A deterministic system emulates a non-deterministic one using (computational or data-) parallelism, and a non-deterministic system emulates a deterministic one using (temporal or spacial) aggregation.

We typically use random numbers to model non-determinism because it is computationally infeasable to track every possibility, but that is not the only way to do it, and nature doesn't appear to have this problem.




> there's no difference within this system between selecting the 'true' result at random or using an algorithm, because the system would consider this result selection to be equally arbitrary

This makes zero sense. Choices matter. Selecting one path could potentially result in the suffering of billions of people, and another path could result in the joy of the same billions.
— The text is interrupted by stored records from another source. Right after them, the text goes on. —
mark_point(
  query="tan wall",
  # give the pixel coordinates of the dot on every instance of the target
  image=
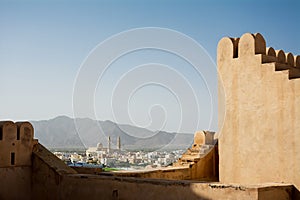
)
(16, 143)
(259, 113)
(206, 169)
(15, 183)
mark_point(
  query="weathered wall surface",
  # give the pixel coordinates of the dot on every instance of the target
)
(16, 143)
(15, 183)
(259, 112)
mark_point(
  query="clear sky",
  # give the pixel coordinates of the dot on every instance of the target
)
(44, 43)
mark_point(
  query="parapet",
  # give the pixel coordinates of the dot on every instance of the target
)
(253, 45)
(16, 143)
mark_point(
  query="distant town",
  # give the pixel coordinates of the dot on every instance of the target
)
(119, 159)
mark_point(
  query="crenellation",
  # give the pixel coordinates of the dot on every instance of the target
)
(290, 59)
(271, 52)
(280, 56)
(260, 108)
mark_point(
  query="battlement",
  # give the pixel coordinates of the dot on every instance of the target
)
(16, 143)
(253, 47)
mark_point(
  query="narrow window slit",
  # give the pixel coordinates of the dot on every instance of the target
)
(18, 134)
(12, 158)
(1, 133)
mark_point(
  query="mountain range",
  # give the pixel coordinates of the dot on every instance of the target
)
(66, 133)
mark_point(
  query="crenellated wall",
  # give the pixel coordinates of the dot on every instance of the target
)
(259, 112)
(16, 144)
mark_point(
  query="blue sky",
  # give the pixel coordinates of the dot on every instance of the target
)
(43, 44)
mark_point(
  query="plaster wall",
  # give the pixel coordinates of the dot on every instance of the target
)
(259, 112)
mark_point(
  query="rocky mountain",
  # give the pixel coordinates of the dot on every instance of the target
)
(65, 132)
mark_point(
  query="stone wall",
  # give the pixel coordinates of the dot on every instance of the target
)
(259, 112)
(16, 143)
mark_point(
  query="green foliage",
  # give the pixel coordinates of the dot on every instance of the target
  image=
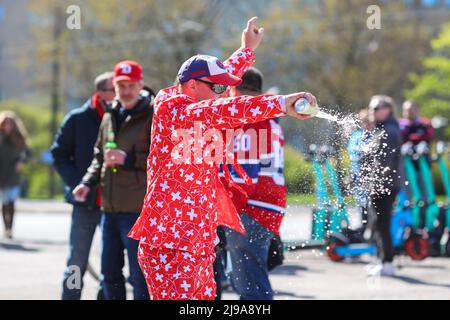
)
(432, 86)
(37, 122)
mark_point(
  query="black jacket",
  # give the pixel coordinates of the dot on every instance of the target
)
(123, 189)
(73, 148)
(388, 138)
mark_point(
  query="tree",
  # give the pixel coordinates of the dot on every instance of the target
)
(432, 86)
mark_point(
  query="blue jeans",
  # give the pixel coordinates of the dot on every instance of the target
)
(82, 229)
(249, 253)
(9, 194)
(115, 227)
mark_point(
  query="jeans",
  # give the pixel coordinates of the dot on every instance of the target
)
(249, 253)
(115, 227)
(9, 194)
(382, 208)
(82, 229)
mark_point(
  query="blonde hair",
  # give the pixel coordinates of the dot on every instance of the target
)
(18, 134)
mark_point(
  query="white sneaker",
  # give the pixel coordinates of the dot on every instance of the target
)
(386, 269)
(374, 270)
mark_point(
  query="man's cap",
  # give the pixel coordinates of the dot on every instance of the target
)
(127, 70)
(381, 101)
(252, 80)
(204, 66)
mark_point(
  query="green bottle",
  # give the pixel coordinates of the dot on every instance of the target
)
(111, 144)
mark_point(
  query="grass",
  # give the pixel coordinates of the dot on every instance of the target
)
(310, 199)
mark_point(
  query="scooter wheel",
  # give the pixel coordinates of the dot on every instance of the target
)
(447, 248)
(331, 251)
(417, 248)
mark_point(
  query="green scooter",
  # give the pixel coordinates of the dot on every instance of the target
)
(326, 218)
(445, 176)
(433, 223)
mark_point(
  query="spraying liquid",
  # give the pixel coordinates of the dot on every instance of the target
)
(327, 116)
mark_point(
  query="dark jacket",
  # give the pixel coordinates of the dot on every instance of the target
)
(73, 148)
(387, 147)
(10, 155)
(123, 190)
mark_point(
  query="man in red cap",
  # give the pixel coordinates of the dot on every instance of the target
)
(177, 226)
(119, 167)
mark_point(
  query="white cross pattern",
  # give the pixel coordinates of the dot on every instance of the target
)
(176, 196)
(192, 214)
(189, 177)
(255, 111)
(158, 277)
(198, 111)
(164, 186)
(233, 110)
(165, 149)
(185, 285)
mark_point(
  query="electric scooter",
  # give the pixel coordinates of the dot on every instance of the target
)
(326, 218)
(445, 211)
(405, 235)
(433, 226)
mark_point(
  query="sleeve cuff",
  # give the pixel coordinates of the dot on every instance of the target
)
(130, 161)
(283, 103)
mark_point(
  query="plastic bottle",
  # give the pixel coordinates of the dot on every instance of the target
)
(111, 144)
(303, 106)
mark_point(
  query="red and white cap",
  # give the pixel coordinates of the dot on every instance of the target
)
(127, 70)
(204, 66)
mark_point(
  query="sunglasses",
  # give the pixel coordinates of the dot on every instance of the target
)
(217, 88)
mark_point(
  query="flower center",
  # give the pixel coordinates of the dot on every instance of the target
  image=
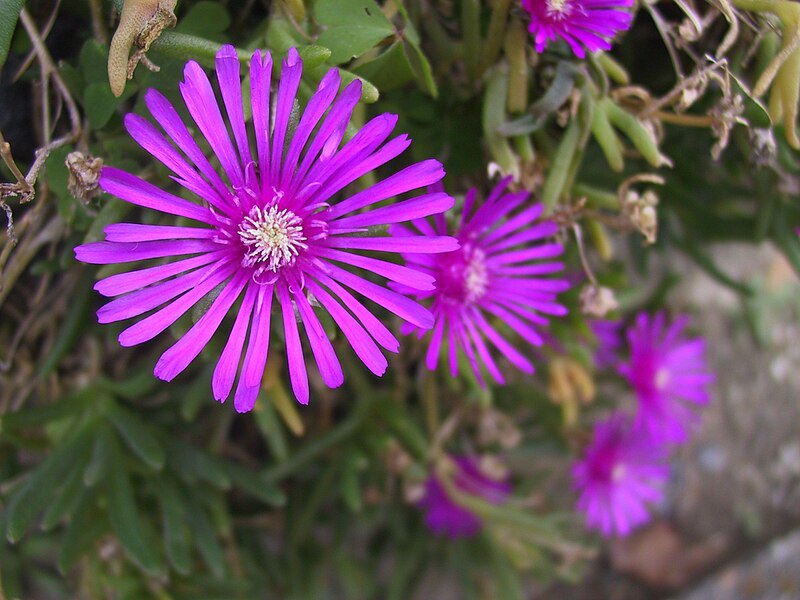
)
(462, 276)
(272, 237)
(558, 8)
(476, 276)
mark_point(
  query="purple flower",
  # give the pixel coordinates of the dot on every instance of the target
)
(267, 228)
(622, 471)
(443, 515)
(669, 374)
(498, 271)
(583, 24)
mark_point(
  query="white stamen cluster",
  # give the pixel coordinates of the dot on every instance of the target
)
(273, 237)
(558, 8)
(476, 276)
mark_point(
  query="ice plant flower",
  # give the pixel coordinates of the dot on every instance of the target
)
(500, 270)
(583, 24)
(275, 234)
(443, 515)
(669, 374)
(623, 470)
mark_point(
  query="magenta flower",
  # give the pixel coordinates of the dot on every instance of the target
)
(498, 271)
(272, 234)
(669, 374)
(443, 515)
(622, 471)
(583, 24)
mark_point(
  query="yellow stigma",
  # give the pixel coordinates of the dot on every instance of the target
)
(558, 7)
(272, 237)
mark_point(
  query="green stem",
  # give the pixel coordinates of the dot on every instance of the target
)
(560, 167)
(494, 37)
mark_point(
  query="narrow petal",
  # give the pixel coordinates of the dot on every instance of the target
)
(410, 277)
(107, 253)
(428, 245)
(371, 323)
(176, 130)
(392, 301)
(141, 301)
(134, 232)
(294, 350)
(260, 76)
(228, 363)
(148, 328)
(321, 347)
(361, 342)
(141, 193)
(411, 178)
(186, 349)
(415, 208)
(123, 283)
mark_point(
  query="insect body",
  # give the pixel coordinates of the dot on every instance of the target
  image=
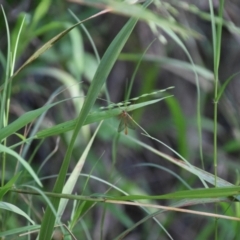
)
(125, 122)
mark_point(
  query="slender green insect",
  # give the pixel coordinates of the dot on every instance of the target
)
(125, 122)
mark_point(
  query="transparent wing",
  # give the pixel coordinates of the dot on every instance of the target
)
(130, 123)
(121, 125)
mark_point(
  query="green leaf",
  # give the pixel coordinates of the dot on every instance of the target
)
(13, 208)
(225, 85)
(8, 185)
(22, 161)
(91, 118)
(104, 68)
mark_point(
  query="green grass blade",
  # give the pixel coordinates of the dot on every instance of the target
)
(91, 118)
(23, 162)
(71, 182)
(16, 210)
(99, 79)
(23, 120)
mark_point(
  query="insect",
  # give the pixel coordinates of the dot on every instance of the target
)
(125, 122)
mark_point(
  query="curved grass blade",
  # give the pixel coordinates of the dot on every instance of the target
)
(104, 68)
(91, 118)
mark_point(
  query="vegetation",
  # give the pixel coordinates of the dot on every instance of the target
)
(119, 120)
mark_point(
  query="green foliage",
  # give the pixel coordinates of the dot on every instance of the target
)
(52, 101)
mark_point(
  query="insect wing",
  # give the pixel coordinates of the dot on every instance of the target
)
(121, 125)
(130, 123)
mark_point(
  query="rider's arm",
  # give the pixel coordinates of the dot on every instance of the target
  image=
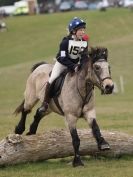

> We typically use random numbers to model non-determinism because it is computationally infeasable to track every possibility

First, tracking every possibility has absolutely nothing to do with random selection. I don't know how you're mixing these two. We use pseudorandom number generators precisely because it is impossible to have true randomness within a deterministic system.

> You compute every possibility in parallel

I think you're alluding to some sort of multiverse theory -- and implying that since every possibility exists in parallel, choices are meaningless and nothing matters.

Except, we don't live in a multiverse -- a gobbledygook theory if ever there was one. Choices matter.


>This makes zero sense. Choices matter.

Not in models that don't contain them.

>We use pseudorandom number generators precisely because it is impossible to have true randomness within a deterministic system.

"Nondeterminism" and "true randomness" can be modeled in deterministic systems. Your ability to deterministically construct those notions in your own brain is a weak proof of that. If I say "elephant", and you imagine an elephant, then you've modeled an elephant. You have not created an elephant, I'm not claiming you will, and I'm not claiming that you will get true randomness from a deterministic machine. I'm saying you can model it, and thus reason about it.

>I think you're alluding to some sort of multiverse theory.

I am not. I am alluding to parallelism being a computational feature which usefully serves as a model of nondeterministic processes.

I'm not talking about choices, meaningless or otherwise, I'm talking about modeling the concept that is invoked by your use of the word "nondeterminism." (Though you can also model nondeterministic choices as parallel thunks.)

My point is that for every nondeterministic function, there exists a deterministic function which will produce exactly the same outputs. Thus one cannot argue that nondeterminism offers any additional capabilities (beyond computational efficiency.) This is effectively the same as saying that every parallel computation can be executed sequentially, or that every strict computation can be computed lazily.